【LeetCode】63. Unique Paths II

1.题目描述

A robot is located at the top-left corner of a m x n grid (marked ‘Start’ in the diagram below).

The robot can only move either down or right at any point in time. The robot is trying to reach the bottom-right corner of the grid (marked ‘Finish’ in the diagram below).

Now consider if some obstacles are added to the grids. How many unique paths would there be?

一个机器人位于一个 m x n 网格的左上角（起始点在下图中标记为“Start” ）。

机器人每次只能向下或者向右移动一步。机器人试图达到网格的右下角（在下图中标记为“Finish”）。

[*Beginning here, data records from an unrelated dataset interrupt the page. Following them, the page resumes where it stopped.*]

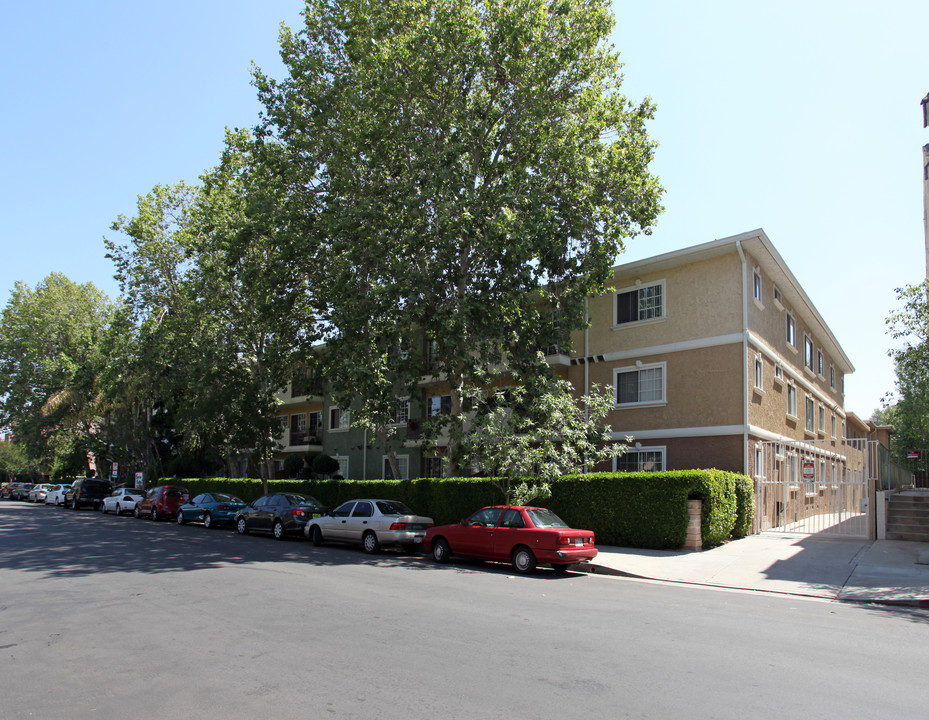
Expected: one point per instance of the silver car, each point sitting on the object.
(121, 500)
(371, 524)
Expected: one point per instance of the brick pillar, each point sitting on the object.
(695, 526)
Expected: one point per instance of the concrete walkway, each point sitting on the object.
(882, 571)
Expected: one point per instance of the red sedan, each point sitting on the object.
(524, 536)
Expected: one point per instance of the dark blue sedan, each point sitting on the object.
(210, 508)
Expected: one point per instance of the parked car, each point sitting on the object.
(57, 494)
(210, 508)
(161, 502)
(280, 514)
(20, 491)
(38, 492)
(121, 500)
(87, 491)
(524, 536)
(372, 524)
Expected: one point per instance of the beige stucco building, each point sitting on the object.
(711, 350)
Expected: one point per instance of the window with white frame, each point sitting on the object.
(401, 413)
(640, 304)
(640, 385)
(646, 459)
(808, 352)
(339, 419)
(759, 372)
(792, 400)
(403, 466)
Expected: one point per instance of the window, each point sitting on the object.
(641, 460)
(808, 352)
(440, 405)
(298, 429)
(403, 466)
(640, 385)
(401, 413)
(791, 331)
(638, 304)
(339, 419)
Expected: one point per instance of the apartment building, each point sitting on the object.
(709, 350)
(712, 350)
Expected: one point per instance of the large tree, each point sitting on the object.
(471, 170)
(49, 361)
(220, 310)
(908, 409)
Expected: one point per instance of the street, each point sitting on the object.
(109, 617)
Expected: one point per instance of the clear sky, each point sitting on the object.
(801, 118)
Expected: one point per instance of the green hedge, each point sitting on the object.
(646, 510)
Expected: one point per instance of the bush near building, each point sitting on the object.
(646, 510)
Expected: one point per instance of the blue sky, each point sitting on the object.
(801, 118)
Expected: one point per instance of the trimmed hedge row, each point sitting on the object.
(646, 510)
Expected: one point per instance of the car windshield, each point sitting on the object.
(544, 518)
(393, 507)
(222, 497)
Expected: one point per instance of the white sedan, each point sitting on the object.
(56, 494)
(370, 523)
(121, 500)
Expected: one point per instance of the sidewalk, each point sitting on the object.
(882, 571)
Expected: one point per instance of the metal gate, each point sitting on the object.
(820, 486)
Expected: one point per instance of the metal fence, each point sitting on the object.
(820, 486)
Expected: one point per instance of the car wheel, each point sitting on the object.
(441, 552)
(369, 542)
(523, 560)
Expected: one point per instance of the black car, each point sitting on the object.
(280, 514)
(88, 492)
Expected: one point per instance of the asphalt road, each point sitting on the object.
(105, 617)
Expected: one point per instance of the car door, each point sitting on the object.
(510, 532)
(476, 537)
(334, 524)
(359, 521)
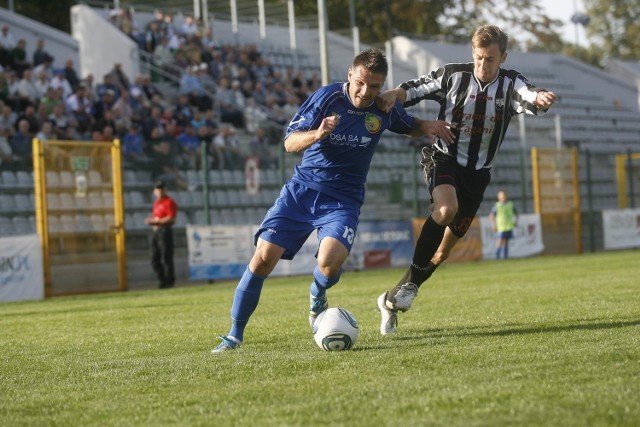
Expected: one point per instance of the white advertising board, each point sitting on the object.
(21, 268)
(621, 228)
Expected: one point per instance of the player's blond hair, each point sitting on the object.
(487, 35)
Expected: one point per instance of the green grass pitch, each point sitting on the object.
(546, 341)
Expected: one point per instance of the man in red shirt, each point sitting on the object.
(163, 216)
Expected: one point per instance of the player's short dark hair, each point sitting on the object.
(487, 35)
(373, 60)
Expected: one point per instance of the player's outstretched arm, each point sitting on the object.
(299, 141)
(433, 130)
(387, 99)
(545, 99)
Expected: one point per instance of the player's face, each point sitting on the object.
(486, 62)
(364, 86)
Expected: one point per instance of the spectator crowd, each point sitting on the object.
(222, 90)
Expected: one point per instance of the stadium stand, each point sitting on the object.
(596, 112)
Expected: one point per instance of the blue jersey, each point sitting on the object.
(338, 165)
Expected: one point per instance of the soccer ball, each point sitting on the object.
(335, 329)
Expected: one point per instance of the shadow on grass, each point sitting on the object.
(517, 330)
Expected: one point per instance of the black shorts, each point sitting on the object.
(470, 184)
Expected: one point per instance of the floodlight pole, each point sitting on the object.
(234, 19)
(196, 9)
(262, 19)
(354, 28)
(322, 30)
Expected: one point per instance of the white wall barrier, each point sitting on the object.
(621, 228)
(527, 237)
(217, 252)
(21, 268)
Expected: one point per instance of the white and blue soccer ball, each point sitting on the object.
(335, 329)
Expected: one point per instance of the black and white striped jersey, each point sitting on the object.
(480, 113)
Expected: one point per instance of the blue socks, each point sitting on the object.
(321, 283)
(245, 302)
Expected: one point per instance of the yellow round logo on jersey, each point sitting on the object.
(372, 123)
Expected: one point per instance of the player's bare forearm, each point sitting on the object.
(299, 141)
(545, 99)
(386, 100)
(433, 130)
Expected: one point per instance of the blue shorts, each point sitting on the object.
(505, 234)
(299, 211)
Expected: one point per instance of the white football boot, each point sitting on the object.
(404, 296)
(389, 316)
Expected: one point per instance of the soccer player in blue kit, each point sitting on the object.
(338, 127)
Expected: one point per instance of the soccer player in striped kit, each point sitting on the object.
(478, 99)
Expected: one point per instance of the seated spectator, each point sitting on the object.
(46, 131)
(198, 120)
(122, 110)
(226, 146)
(190, 147)
(230, 110)
(8, 160)
(259, 146)
(183, 112)
(150, 89)
(107, 84)
(107, 133)
(19, 60)
(192, 87)
(29, 114)
(45, 67)
(164, 166)
(139, 104)
(42, 85)
(27, 92)
(6, 38)
(188, 27)
(70, 74)
(119, 77)
(8, 119)
(40, 55)
(106, 121)
(60, 120)
(60, 82)
(163, 56)
(21, 145)
(133, 153)
(79, 106)
(153, 121)
(254, 114)
(211, 122)
(103, 105)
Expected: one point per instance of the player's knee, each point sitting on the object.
(444, 214)
(440, 256)
(330, 270)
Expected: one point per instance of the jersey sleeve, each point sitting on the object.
(400, 121)
(311, 112)
(429, 86)
(525, 94)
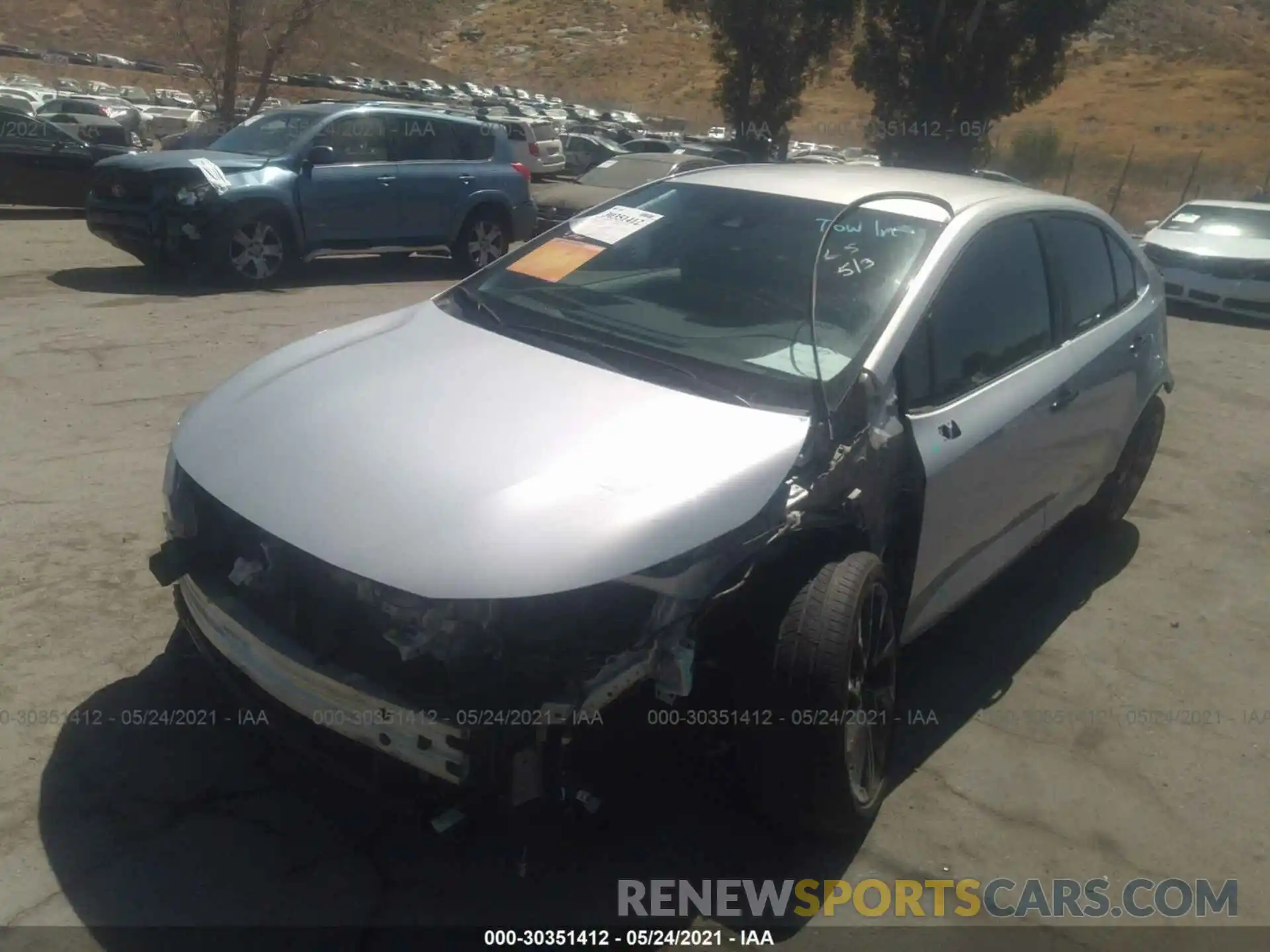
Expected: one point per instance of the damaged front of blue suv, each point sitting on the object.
(299, 183)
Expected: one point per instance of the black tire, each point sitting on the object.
(832, 694)
(1122, 487)
(483, 239)
(257, 251)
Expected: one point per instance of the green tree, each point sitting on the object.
(944, 71)
(767, 51)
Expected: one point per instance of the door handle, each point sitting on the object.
(1064, 397)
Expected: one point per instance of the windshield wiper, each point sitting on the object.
(479, 303)
(585, 342)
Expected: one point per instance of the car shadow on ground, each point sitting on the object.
(30, 214)
(1210, 315)
(146, 824)
(366, 270)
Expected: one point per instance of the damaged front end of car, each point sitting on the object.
(484, 692)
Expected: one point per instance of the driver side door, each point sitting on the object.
(351, 202)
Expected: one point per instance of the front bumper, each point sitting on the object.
(319, 694)
(1248, 298)
(160, 233)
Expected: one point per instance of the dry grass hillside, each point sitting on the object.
(1164, 78)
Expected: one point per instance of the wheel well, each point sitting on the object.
(494, 210)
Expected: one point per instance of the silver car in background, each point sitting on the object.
(1216, 254)
(779, 419)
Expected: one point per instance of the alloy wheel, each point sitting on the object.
(257, 252)
(486, 243)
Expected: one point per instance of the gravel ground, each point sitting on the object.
(111, 825)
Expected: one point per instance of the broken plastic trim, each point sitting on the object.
(822, 397)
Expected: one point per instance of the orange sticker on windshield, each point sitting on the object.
(556, 259)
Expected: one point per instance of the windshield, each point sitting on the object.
(270, 135)
(718, 281)
(1218, 221)
(625, 173)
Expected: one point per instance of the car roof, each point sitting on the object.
(1222, 204)
(847, 183)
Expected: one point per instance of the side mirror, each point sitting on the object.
(321, 155)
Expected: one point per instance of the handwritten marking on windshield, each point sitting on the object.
(850, 249)
(878, 230)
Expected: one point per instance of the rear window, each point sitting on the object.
(1220, 221)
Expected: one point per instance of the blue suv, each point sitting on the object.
(329, 178)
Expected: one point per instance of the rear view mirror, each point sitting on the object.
(321, 155)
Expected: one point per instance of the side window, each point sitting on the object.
(1081, 257)
(1122, 270)
(427, 139)
(356, 139)
(991, 315)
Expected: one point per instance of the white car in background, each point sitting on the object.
(536, 145)
(172, 120)
(1216, 254)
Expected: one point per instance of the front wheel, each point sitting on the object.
(258, 252)
(824, 763)
(482, 240)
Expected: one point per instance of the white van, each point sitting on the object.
(535, 143)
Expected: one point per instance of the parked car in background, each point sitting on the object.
(175, 97)
(536, 145)
(585, 153)
(730, 155)
(95, 131)
(332, 178)
(1214, 254)
(117, 110)
(46, 164)
(694, 498)
(19, 52)
(567, 200)
(650, 145)
(994, 175)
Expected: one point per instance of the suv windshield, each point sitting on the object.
(718, 281)
(270, 134)
(1220, 221)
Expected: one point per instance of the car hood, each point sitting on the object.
(573, 197)
(448, 461)
(229, 163)
(1212, 245)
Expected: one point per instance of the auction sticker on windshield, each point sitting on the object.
(556, 259)
(614, 223)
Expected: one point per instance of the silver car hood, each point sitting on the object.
(448, 461)
(1213, 245)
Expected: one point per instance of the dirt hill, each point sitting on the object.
(1164, 78)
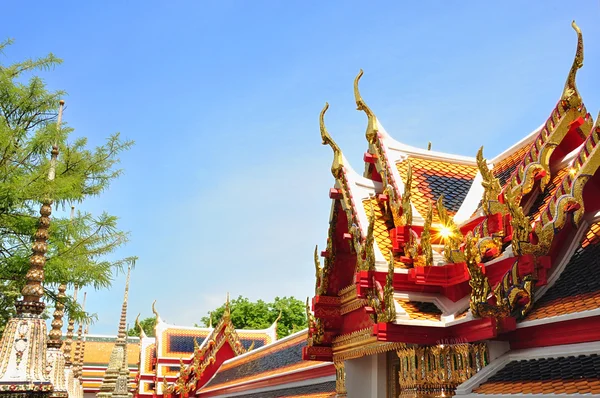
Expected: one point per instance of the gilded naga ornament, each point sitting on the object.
(570, 92)
(318, 272)
(491, 187)
(514, 294)
(315, 327)
(480, 285)
(336, 167)
(388, 313)
(406, 218)
(426, 257)
(450, 234)
(365, 252)
(361, 105)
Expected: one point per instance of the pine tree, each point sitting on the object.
(78, 248)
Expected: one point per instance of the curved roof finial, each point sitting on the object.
(570, 89)
(139, 326)
(361, 105)
(155, 312)
(227, 313)
(327, 140)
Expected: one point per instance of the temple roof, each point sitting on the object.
(578, 286)
(277, 362)
(564, 375)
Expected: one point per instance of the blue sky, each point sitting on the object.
(227, 186)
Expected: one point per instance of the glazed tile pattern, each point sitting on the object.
(544, 198)
(380, 229)
(178, 342)
(173, 340)
(97, 353)
(592, 236)
(504, 169)
(578, 287)
(565, 375)
(421, 310)
(432, 178)
(278, 358)
(323, 390)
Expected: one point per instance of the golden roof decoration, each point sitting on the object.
(570, 92)
(406, 218)
(426, 259)
(155, 312)
(450, 234)
(361, 105)
(139, 327)
(318, 272)
(337, 165)
(365, 251)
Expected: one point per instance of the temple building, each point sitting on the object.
(441, 275)
(454, 275)
(180, 360)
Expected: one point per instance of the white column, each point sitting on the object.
(367, 377)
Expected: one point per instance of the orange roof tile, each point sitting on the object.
(424, 311)
(433, 178)
(98, 353)
(564, 375)
(578, 286)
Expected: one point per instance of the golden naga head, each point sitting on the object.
(155, 312)
(361, 105)
(327, 140)
(139, 326)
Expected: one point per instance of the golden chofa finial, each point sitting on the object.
(371, 133)
(156, 315)
(327, 140)
(140, 328)
(570, 90)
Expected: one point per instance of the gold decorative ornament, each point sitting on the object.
(514, 290)
(337, 165)
(406, 218)
(480, 285)
(315, 327)
(569, 108)
(361, 105)
(340, 379)
(450, 234)
(426, 257)
(318, 273)
(139, 327)
(438, 370)
(365, 252)
(491, 187)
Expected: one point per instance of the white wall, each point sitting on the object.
(367, 377)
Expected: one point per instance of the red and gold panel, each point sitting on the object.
(544, 198)
(421, 310)
(504, 168)
(380, 229)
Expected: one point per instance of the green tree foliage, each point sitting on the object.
(246, 314)
(148, 326)
(78, 249)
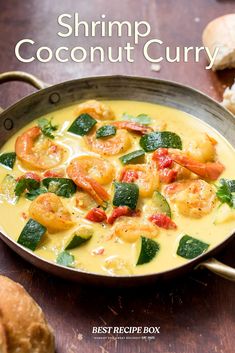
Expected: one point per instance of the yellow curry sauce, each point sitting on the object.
(119, 256)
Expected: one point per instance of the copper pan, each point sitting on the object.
(51, 98)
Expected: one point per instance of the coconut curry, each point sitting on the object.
(117, 187)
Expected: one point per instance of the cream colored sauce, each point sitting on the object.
(188, 128)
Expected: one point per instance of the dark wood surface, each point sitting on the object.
(195, 312)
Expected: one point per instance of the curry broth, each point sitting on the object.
(188, 128)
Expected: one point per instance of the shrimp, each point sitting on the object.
(48, 210)
(208, 170)
(37, 152)
(110, 146)
(90, 173)
(130, 230)
(96, 109)
(144, 175)
(133, 127)
(193, 198)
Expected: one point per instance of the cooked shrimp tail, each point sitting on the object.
(208, 170)
(38, 153)
(88, 173)
(133, 127)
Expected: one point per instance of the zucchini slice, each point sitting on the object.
(7, 189)
(47, 127)
(161, 203)
(148, 250)
(79, 237)
(133, 157)
(190, 247)
(106, 131)
(82, 125)
(60, 186)
(65, 259)
(26, 183)
(160, 139)
(126, 194)
(32, 194)
(31, 234)
(8, 159)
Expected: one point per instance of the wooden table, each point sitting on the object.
(196, 312)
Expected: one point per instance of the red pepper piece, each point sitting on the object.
(162, 221)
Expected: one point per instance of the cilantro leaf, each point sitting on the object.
(65, 259)
(47, 128)
(226, 192)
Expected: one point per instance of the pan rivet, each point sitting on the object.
(8, 124)
(54, 98)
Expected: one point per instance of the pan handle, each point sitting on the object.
(218, 268)
(23, 77)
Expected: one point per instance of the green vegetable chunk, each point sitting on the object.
(226, 192)
(47, 128)
(133, 157)
(80, 236)
(140, 119)
(126, 194)
(8, 159)
(148, 250)
(26, 183)
(7, 189)
(161, 203)
(35, 193)
(60, 186)
(190, 247)
(65, 259)
(31, 234)
(82, 125)
(160, 139)
(106, 131)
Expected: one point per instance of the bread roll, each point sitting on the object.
(229, 99)
(221, 33)
(23, 328)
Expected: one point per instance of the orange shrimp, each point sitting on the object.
(193, 198)
(132, 126)
(208, 170)
(36, 152)
(90, 173)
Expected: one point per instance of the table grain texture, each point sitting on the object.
(196, 312)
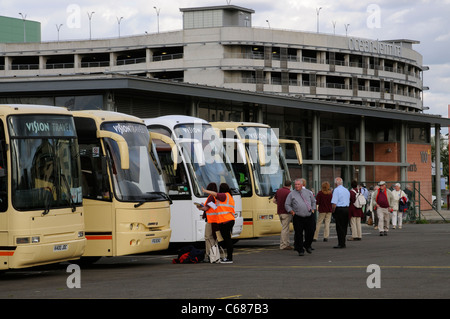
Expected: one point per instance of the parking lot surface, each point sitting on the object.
(411, 263)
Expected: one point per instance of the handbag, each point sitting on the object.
(215, 253)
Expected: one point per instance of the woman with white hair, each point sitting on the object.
(397, 214)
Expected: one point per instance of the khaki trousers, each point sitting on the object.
(326, 231)
(355, 223)
(383, 219)
(285, 220)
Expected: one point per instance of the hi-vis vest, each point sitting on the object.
(224, 211)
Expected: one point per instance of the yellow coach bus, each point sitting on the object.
(127, 210)
(259, 175)
(201, 161)
(41, 213)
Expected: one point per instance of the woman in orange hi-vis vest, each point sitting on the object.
(208, 209)
(223, 217)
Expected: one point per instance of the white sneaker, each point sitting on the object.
(226, 261)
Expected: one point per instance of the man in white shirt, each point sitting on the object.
(339, 203)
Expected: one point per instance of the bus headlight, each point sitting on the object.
(22, 240)
(27, 240)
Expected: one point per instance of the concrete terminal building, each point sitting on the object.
(329, 92)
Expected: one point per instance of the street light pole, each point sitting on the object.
(346, 28)
(90, 18)
(318, 11)
(157, 15)
(58, 27)
(118, 22)
(24, 32)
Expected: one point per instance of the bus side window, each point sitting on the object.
(3, 171)
(94, 175)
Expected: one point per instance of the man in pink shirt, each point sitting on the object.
(384, 202)
(285, 217)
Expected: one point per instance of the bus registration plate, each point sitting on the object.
(62, 247)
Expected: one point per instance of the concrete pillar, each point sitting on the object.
(362, 149)
(437, 165)
(403, 152)
(316, 152)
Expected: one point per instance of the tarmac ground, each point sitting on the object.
(411, 263)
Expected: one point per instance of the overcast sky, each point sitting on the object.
(426, 21)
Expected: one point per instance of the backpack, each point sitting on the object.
(360, 200)
(189, 255)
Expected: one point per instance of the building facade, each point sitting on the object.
(328, 92)
(14, 30)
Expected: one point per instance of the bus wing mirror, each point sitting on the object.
(261, 151)
(197, 148)
(239, 147)
(298, 149)
(123, 146)
(167, 140)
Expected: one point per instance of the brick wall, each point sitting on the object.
(419, 158)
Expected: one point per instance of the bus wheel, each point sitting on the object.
(86, 261)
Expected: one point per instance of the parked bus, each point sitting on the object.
(259, 175)
(202, 160)
(127, 210)
(41, 213)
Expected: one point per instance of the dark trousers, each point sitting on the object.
(226, 229)
(340, 216)
(302, 225)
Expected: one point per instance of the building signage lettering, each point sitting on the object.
(370, 46)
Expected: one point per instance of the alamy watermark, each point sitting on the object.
(374, 279)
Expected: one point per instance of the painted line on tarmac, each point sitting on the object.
(340, 267)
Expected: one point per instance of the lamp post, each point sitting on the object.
(24, 16)
(58, 27)
(90, 29)
(118, 22)
(157, 15)
(318, 11)
(346, 28)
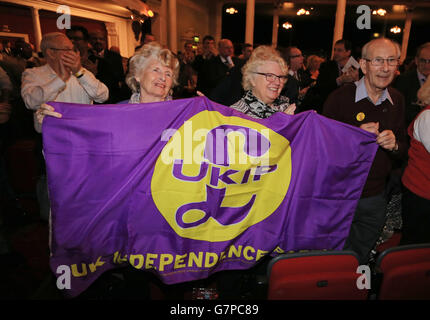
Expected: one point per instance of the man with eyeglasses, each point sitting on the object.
(372, 105)
(80, 39)
(109, 67)
(411, 81)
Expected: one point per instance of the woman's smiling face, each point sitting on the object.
(267, 91)
(155, 82)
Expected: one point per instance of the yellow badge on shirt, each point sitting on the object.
(360, 116)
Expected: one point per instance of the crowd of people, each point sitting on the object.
(374, 96)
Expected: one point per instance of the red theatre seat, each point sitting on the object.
(405, 272)
(315, 275)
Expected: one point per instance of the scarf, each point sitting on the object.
(262, 110)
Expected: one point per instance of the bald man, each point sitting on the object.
(110, 69)
(218, 68)
(372, 105)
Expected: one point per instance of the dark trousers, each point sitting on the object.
(369, 220)
(416, 218)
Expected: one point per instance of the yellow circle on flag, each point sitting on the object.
(206, 199)
(360, 116)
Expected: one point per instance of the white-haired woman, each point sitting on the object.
(264, 76)
(416, 177)
(153, 71)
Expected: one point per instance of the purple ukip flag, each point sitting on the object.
(187, 188)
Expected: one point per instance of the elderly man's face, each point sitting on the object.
(296, 59)
(78, 40)
(264, 88)
(98, 41)
(423, 61)
(379, 77)
(226, 49)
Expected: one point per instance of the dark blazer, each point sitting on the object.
(229, 90)
(408, 84)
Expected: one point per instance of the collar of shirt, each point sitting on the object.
(361, 93)
(421, 78)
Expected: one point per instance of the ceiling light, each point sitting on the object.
(231, 10)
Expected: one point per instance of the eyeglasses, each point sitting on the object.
(379, 62)
(272, 77)
(424, 61)
(62, 49)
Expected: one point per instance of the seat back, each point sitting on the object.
(405, 272)
(321, 275)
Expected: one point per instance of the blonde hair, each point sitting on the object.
(423, 93)
(140, 61)
(259, 57)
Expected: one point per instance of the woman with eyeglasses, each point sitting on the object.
(153, 71)
(264, 76)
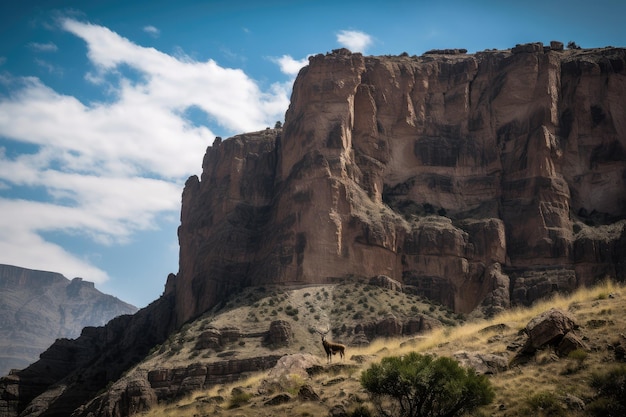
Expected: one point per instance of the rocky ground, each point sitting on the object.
(517, 349)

现在考虑网格中有障碍物。那么从左上角到右下角将会有多少条不同的路径？

An obstacle and empty space is marked as 1 and 0 respectively in the grid.

网格中的障碍物和空位置分别用 1 和 0 来表示。

Note: m and n will be at most 100.

Example 1:

Input:
[
[0,0,0],
[0,1,0],
[0,0,0]
]
Output: 2
Explanation:
There is one obstacle in the middle of the 3x3 grid above.
There are two ways to reach the bottom-right corner:

Right -> Right -> Down -> Down

Down -> Down -> Right -> Right

2.Solutions

This is a typical 2D DP problem, we can store value in 2D DP array, but since we only need to use value at dp[i-1][j] and dp[i][j-1] to update dp[i][j], we don’t need to store the whole 2D table, but instead store value in an 1D array, and update data by using dp[j] = dp[j] + dp[j - 1] (where here dp[j] corresponding to the dp[i - 1][j]) and dp[j - 1] corresponding to the dp[i][j - 1] in the 2D array)

public int uniquePathsWithObstacles(int[][] obstacleGrid) {
    int width = obstacleGrid[0].length;
    int[] dp = new int[width];
    dp[0] = 1;
    for (int[] row : obstacleGrid) {
        for (int j = 0; j < width; j++) {
            if (row[j] == 1)
                dp[j] = 0;
            else if (j > 0)
                dp[j] += dp[j - 1];
        }
    }
    return dp[width - 1];
}

dp[j] += dp[j - 1];
is
dp[j] = dp[j] + dp[j - 1];
which is new dp[j] = old dp[j] + dp[j-1]
which is current cell = top cell + left cell

（完）